Step 1, data acquisition and preprocessing, namely processing original text data acquired from a network by using a program to obtain an original characteristic matrix
The disclosed social robot data is very little, the invention selects a disclosed CLEF2019 data set with labels, wherein 2880 training sets, 1240 verification sets and 100 tweets per account are adopted, all accounts are marked as robots and normal users (including gender marks), so that the total normal users are 2060, and the machine users are 2060. The social robot data used by the invention is represented asN4020 denotes the number of samples, and i denotes a sample.
After an original data set is obtained, text cleaning is carried out by adopting a powerful natural language processing library NLTK in Python, an open-source third-party Python toolkit-Gensim is used for calculating text similarity between texts sent by each user, and the toolkit is used for unsupervised learning of topic vector expression of a text hidden layer from an original unstructured text. The method supports various topic model algorithms including TF-IDF, LSA, LDA and word2vec, supports streaming training and provides API (application programming interface) interfaces of some common tasks such as similarity calculation, information retrieval and the like. After program processing, the invention extracts 16-dimensional features in total, as follows:
mention of @ proportion of others
Number of average used expressions in tweets;
the number of stop words contained in the tweet on average;
eight dimensions total of the average number of 8 symbols: "#", "," -, ","; ","! "," (",") "; the number of URLs contained in the sent message on average;
the average length of the original tweet;
forwarding the average length of the tweet;
the tweet forwarding amount proportion;
tweet average similarity.
After the 16-dimensional features are obtained, normalization is carried out on each-dimensional feature of the sample, and the normalization formula is as follows:
in the above formula, l represents the characteristic dimension of the sample i in the characteristic matrix, the value range of l is 0 to 15, lmax is the maximum value in the dimension of the sample l, lmin is the minimum value in the dimension of the sample l, and the characteristic data set after normalization is represented as
Step 2, generating characteristics through a depth generation model
A Variational autoencoder, which is a form of a depth generative model, is a generative network structure inferred based on Variational Bayes (VB). The structure is shown in fig. 3, and the variational self-coding establishes two probability density distribution models by using two neural networks: a variation probability distribution for generating hidden variable used for variation inference of original input data, called inference network; and the other one is used for restoring and generating approximate probability distribution of the original data according to the generated hidden variable variation probability distribution, and is called as a generation network.

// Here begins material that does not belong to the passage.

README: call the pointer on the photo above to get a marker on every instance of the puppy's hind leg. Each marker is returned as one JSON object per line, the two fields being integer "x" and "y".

From the original sample set obtained in step 1 asEach data sample xiAre randomly generated independent, continuous or discrete distribution variables, and the observable variable X is in a high-dimensional spaceRandom vector as input visible layer variable, then hidden layer variable Z is generated, non-observable variable Z is a random vector of relatively low dimension space, and data set is generatedX*The method represents a sample set obtained by encoding and decoding an original sample set through variational self-coding, wherein a variational self-coding generation model can be divided into two processes:
(1) approximate inference process of hidden variable Z posterior distribution: identifying a model qφ(z | x), i.e. the inference network, qφ(z | x) represents one process in which x is known to infer z.
(2) Generating variable X*The condition distribution generation process of (1): conditional distribution pθ(z)pθ(x*I z), i.e. a network is generated.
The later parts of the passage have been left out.